Biologists, being methodological naturalists, can make few scientific pronouncements bearing on religion. (As mentioned in the previous paragraphs, they can make legitimate claims about the age of the Earth, the natural processes involved in the "creation" of species, and the animal ancestors of human beings -- where those conflict with religious claims, religions have a serious problem.) Philosophers, sadly, aren't much better equipped for settling metaphysical questions. Philosophers, unlike biologists, have no agreed-upon methodology or set of data; thus, philosophers have not achieved the rational consensus one finds in the sciences. Philosophers cannot rightly claim to have demolished supernatural beliefs (though some do). Moreover, one finds among philosophers a very wide range of beliefs about what exists beyond or outside nature. Some say God, some say the Good, some say Beauty, and some say Numbers (and some reject one or all of the above).

Philosophers have no privileged access to what lies beyond nature. There is no such thing as philosophical consensus. There is a great deal of spirited and sometimes acrimonious disagreement but little to no consensus.

As a philosopher, I lament our philosophical situation (which is, I believe, part and parcel of the human condition).
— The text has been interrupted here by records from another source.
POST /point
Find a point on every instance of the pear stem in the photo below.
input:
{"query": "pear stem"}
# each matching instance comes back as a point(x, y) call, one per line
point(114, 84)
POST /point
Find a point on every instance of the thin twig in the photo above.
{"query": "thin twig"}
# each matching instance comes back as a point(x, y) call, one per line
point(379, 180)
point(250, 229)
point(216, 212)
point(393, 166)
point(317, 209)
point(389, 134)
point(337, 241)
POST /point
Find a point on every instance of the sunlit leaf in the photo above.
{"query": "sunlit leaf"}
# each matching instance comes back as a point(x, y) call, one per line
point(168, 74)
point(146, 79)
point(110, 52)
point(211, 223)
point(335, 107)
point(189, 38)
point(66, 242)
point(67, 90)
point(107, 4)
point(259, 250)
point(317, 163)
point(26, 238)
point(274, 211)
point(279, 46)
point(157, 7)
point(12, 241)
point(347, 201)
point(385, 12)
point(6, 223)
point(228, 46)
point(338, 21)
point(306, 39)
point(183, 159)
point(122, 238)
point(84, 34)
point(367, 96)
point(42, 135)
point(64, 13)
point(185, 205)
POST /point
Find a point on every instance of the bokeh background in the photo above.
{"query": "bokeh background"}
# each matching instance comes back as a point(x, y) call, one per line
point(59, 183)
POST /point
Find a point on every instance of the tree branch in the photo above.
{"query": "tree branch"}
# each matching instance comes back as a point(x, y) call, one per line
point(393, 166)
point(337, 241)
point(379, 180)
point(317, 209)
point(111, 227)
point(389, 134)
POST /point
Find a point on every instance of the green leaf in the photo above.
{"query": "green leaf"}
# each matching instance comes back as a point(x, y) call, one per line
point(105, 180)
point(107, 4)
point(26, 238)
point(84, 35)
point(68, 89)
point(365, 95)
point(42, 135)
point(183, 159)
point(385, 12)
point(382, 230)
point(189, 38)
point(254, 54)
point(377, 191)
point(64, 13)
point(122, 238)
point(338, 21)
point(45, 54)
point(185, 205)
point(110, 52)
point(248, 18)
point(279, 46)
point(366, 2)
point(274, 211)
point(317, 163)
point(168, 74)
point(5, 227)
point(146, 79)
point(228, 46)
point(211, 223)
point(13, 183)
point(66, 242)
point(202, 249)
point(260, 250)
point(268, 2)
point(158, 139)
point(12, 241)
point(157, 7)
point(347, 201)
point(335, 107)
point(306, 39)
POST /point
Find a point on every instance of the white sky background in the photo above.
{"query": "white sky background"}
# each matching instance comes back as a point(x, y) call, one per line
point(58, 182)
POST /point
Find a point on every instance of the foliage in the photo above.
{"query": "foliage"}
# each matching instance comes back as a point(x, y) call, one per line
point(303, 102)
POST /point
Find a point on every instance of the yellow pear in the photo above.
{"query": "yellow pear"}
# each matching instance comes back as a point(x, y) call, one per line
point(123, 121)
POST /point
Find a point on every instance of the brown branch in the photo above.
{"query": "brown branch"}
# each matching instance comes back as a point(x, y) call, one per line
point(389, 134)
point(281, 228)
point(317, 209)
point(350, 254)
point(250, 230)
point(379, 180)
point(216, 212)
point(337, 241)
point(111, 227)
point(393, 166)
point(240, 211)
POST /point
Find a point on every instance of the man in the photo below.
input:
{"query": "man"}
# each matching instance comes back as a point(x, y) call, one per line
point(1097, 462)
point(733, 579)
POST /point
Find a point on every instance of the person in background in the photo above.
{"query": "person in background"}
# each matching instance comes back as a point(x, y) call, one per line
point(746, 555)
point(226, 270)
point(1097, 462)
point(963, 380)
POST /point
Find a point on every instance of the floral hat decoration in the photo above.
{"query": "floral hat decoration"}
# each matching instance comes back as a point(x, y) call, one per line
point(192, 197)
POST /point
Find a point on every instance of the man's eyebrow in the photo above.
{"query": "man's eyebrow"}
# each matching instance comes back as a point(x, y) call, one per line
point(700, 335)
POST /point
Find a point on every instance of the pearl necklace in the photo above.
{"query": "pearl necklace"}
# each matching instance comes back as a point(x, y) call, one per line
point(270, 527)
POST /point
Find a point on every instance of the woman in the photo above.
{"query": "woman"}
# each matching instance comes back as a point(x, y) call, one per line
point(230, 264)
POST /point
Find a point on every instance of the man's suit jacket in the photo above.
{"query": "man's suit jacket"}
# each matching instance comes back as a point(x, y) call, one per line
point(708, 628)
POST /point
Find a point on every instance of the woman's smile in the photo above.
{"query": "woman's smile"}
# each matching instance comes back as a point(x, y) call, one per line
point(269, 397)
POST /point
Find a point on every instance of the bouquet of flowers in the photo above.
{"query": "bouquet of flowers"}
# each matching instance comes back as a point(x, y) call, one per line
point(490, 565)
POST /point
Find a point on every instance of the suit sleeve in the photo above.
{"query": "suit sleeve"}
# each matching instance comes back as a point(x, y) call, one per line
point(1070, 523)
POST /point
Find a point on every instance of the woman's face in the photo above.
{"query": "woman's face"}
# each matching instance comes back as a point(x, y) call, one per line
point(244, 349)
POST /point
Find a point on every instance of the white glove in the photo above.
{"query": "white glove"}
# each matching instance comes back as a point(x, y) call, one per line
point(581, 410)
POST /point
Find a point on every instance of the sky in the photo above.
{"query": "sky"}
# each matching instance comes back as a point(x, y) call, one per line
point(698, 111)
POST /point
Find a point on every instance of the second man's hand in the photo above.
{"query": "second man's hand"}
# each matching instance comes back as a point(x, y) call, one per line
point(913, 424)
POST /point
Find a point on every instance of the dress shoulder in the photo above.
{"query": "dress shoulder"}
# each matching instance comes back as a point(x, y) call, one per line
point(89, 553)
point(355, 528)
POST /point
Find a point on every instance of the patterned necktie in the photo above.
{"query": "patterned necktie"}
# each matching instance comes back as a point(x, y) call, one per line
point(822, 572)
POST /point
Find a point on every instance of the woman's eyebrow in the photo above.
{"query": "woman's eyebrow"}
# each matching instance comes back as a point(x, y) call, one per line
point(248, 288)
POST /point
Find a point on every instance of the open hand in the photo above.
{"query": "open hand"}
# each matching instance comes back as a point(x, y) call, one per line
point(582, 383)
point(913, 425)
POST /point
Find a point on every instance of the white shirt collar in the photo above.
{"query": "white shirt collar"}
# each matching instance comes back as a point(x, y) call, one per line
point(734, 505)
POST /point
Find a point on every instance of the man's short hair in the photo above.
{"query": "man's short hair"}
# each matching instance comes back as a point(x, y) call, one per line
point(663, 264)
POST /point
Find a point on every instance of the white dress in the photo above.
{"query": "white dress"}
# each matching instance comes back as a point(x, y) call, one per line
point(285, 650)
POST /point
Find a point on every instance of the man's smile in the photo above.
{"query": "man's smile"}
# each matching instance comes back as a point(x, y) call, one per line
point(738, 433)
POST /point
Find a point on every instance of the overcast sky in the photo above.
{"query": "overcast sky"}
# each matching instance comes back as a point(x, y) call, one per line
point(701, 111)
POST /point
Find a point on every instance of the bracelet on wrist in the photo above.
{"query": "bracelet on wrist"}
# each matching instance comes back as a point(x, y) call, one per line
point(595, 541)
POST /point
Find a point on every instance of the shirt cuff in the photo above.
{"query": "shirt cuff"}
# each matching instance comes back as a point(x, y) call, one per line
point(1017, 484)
I wish that we had a method, as scientists do, one that would settle once and for all the nature of ultimate reality. But we don't.

Hence, assured pronouncements about the nature of ultimate reality are little more than bluster on the part of the pronouncer -- even if the pronouncer is a scientist.

As with most philosophical pronouncements, Barash's opinions, then, should be taken with a grain of salt, not as the confident deliverance of science. My suggestion: Barash should share his hard-earned scientific knowledge and keep his metaphysical guesses to himself.

Finally -- and this should not pass unremarked -- when making condemnatory religious pronouncements in a science class, Barash is an academic bully. He is a highly trained and seasoned scientist, and his young students are new to the field; they are weak, but he is strong. As such, they are unlikely to be able to tell when Barash is teaching science and when he is just gassing. The power imbalance is astounding. U.S. universities should not abide such blatant intellectual bullying in their classrooms.